Sesuatu telah terjadi dengan diriku pada hari Selasa pagi, 9 April 2013.   Semangat membara, semangat pagi karena kebetulan selesai dari olahraga . Keringat masih membasahi bajuku, peluh dan panas membuat diriku harus cepat mandi.  Selesai mandi,  kuhampiri  teman setiaku setiap hari, sebuah laptop kuno .  Segera kubuka dan kunyalakan.  Secara refleks otakku meminta jemariku  untuk akses surel.   Wah, ada banyak  surel masuk.  Satu persatu kubaca pengirimnya.  Yang pertama menarik perhatianku adalah surel dari seorang penulis BeWriter, Leyla Imtichanah. Judul tulisannya "Penerbit Mizan Melangitkan Mimpiku".    Membaca tulisannya aku sangat terinspirasi dengan kehebatan perjuangan menerbitkan bukunya.   Aku belum menyadari  bahwa tujuan penulisannya adalah mengikuti  Lomba  Blog Sayembara#MizanAndMe.
        Sore hari ketika tugas-tugasku sebagai seorang ibu telah selesai.  Aku sedang  “browsing”  dan “hunting” mencari lomba-lomba penulisan.   Tanpa disadari, aku mendapatkan  Lomba Blog Mizan.   Membaca dan membaca syaratnya.   Ingin sekali mengenal  siapa sich “MIZAN”.   Menengok bloknya  www.mizan.com, segera kepala dan otakku bekerja.  Tadi pagi aku membaca tentang Penerbit Mizan melalui surel. Sekarang kenapa  mendapatkan  nama  Penerbit  Mizan.  Setelah kukunjungi websitenya, O, perkenalan pertamaku memang tak salah lagi, penerbit ini  adalah  penerbit buku kesayanganku  “Surat  Dahlan”.   Best seller buku yang sengaja kubeli , dan langsung kubaca dalam sekejab.   Langsung kubuka kembali buku   “Surat Dahlan”,  lembar demi lembar pada halaman belakang kutemukan  mizan.com.   Sekarang aku lebih mengenal siapa  MIZAN.   


              Perkenalan yang singkat , berkesan sangat dalam dan langsung mengena dihatiku.  Terlebih aku menyukai buku-buku yang ditawarkannya.   Bukan hanya kebetulan , tetapi memang jalur hatiku sudah tertambat pada Mizan.
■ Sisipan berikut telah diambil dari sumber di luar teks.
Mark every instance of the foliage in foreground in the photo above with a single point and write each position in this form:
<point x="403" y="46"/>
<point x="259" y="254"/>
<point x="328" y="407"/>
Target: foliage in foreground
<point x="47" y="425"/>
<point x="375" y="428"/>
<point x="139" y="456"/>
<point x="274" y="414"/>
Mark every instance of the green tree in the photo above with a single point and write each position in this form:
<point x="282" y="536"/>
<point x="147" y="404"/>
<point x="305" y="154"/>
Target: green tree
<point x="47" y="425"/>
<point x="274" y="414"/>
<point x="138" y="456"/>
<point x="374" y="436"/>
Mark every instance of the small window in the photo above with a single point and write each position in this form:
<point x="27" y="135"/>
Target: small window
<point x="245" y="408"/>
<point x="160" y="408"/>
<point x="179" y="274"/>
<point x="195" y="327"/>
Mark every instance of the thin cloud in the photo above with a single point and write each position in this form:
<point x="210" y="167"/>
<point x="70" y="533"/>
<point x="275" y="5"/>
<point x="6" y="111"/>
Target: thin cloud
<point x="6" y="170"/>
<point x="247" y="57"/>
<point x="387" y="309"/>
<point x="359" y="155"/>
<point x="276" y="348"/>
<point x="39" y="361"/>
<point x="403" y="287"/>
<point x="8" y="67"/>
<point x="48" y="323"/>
Perjalanan hidup dari seorang penulis lepas  pemula yang belum mengenal dunia penerbitan, sekarang terbuka lebar.   Langkahku makin mantap .  Kupertajam pengetahuanku tentang dunia menulis dengan mengikuti  training on-line.  Semoga  penulisanku dapat diterima oleh pembaca atau bahkan oleh penerbit.  Langkah awal yang sudah baik, harus kulanjutkan.
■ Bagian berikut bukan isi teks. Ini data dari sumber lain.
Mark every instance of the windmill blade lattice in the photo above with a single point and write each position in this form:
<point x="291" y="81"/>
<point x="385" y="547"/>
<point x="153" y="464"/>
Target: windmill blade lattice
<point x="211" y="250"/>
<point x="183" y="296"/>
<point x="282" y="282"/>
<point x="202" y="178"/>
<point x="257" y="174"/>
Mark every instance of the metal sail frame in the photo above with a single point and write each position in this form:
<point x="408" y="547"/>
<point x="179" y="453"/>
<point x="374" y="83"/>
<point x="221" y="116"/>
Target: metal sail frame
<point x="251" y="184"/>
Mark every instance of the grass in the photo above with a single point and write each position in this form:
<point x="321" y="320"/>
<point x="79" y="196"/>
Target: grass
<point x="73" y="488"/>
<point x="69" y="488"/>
                Makin bertambah istimewa ketika perkenalan yang singkat ini ternyata MIZAN telah menginjakkan umur yang ke 30.  Sukses menyertai semua staff , editor  yang telah bekerja keras selama  30 tahun.    Akhir dari suatu perkenalan yang tak pernah diakhiri dengan perpisahan karena  visi dan misi dan hubungan ini akan berlanjut di kemudian hari.  Sekali lagi  “SELAMAT ULANG TAHUN MIZAN KE 30”,  buku adalah merupakan cakrawala menuju kesuksesan hidup. Perjuangkan misi dan visi dalam dunia pendidikan, hukum, ekonomi sampai mendunia.